Tom turned to me. “You can build such things, the sugar lumps?”
I said, “We can take them off the shelf, almost. We’ve been working toward such devices for a long time, Tom. For a while we’ve been good at making very small, very smart gadgets. So if you can make a power source equally compact you have a powerful technology. . . .”

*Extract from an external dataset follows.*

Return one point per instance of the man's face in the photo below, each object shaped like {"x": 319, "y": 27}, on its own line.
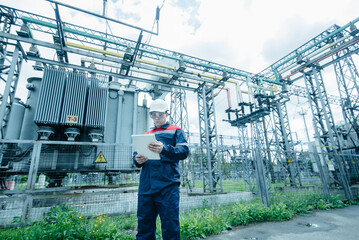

Now that power supplies were catching up with miniaturization, the agencies and companies I consulted for were developing, among other things, miniature robotic engineers designed to go places humans couldn’t, such as to check out undersea pipes and cables, or the interiors of antiquated nuclear reactors. The space community was designing a new generation of unmanned exploratory robots, swarms of them the size of oranges or smaller, which could be scattered on the surface of Mars, or in the clouds of Venus or Jupiter, or sent swimming in the ice-cloaked seas of Europa. These tiny probes would work for years, individually and cooperatively, smart enough even to design their own science programs on the spot. Even on Earth tiny distributed sentiences were even making new kinds of science possible. You could spray smart motes around a forest, let them self-organize, and begin to gather data, in three dimensions and real time, on the detailed behavior of macro-climates and macro-ecologies across a significant volume. All of this would be enabled by Higgs technology, by grains of an energy field that had once caused the universe itself to expand, each providing years of power.
Tom seemed impressed despite himself. Perhaps he did have some engineer’s genes in him after all.
With most components coming off the shelf, Ruud Makaay thought it would be possible to have some kind of field trial up and running within mere weeks. Earth Inc. took on immense projects, but it was a nimble organization, it seemed, capable of reacting quickly.
The discussion descended into technicalities.
Vander, prompted by Gea, pressed Shelley with some tough questions.